Table 3 Reoperations in 27 patients

Discussion

The aim of the present study was to evaluate ACI in patients with complex and large cartilage lesions of the knee such as large defects, multiple lesions, kissing lesions or OA. Highly significant improvements in activity level and in sports were observed. A relatively high number of patients required revision surgery due to locking or catching sensations. Potential weaknesses of the present study emerge from the context of heterogeneous patient population including patient's age and number of previous surgical procedures. No biopsies were available for analysis of replacement tissue quality.
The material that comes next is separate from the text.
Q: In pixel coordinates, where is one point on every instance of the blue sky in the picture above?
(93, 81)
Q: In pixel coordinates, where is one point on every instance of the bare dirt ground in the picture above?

Evolution of ACI technology with matrix-induced ACI (MACI) potentially comprises less morbidity, as no periosteum has to be harvested [14]. In contrast, periosteum alone was shown to be capable to promote cartilage formation [15, 16]. Therefore, the proportion of either the periosteal graft or the chondrocyte suspension to formation of the repair tissue remains to be clarified. Some authors recommend ACI as a salvage procedure or treatment option in the arthritic knee [17]. Here, significant improvements in quality of life, pain relief, and in activity in patients with multiple lesions alone were shown. Patients with high tibial valgus osteotomy and such with patellofemoral defects were doing worse. In the present study we could not confirm these findings, as no significant differences in our patients with the named conditions could be observed. This might be caused by the smaller number of patients in our study and the consecutive statistic effects. Other authors considered ACI as unsuitable for OA [2]. In contrast, recent studies successfully used ACI in the treatment of early stage and/or early OA [4, 18].

In the evaluation of cartilage repair procedures there are basically two methods: biopsy and the use of scoring systems, each of which has specific advantages and disadvantages. Though a biopsy provides a clear picture of the type and quality of repair tissue, it is difficult to gather specimens from asymptomatic and well-being patients.

One score alone does not cover all the desired facts, so that at least two or more scores have to be used. We may speculate that our encouraging mid-term results will represent decent long-term outcome also in the future. Nevertheless, status at two years follow-up seems to be of particular importance for long-term prognosis [19].

The treatment of complex cartilage lesions, especially in younger patients having expectations in his or her ability to work and quality of live represents a challenging task for the orthopaedic surgeon.

In conclusion, our results suggest that ACI is a capable of improving mid-term results in patients with complex cartilage lesions of the knee. If long term results will confirm our findings, ACI may be a valuable tool not only for focal defects but also for the treatment of complex cartilage lesions of the knee. ACI may also be used to delay the need for total knee arthroplasty.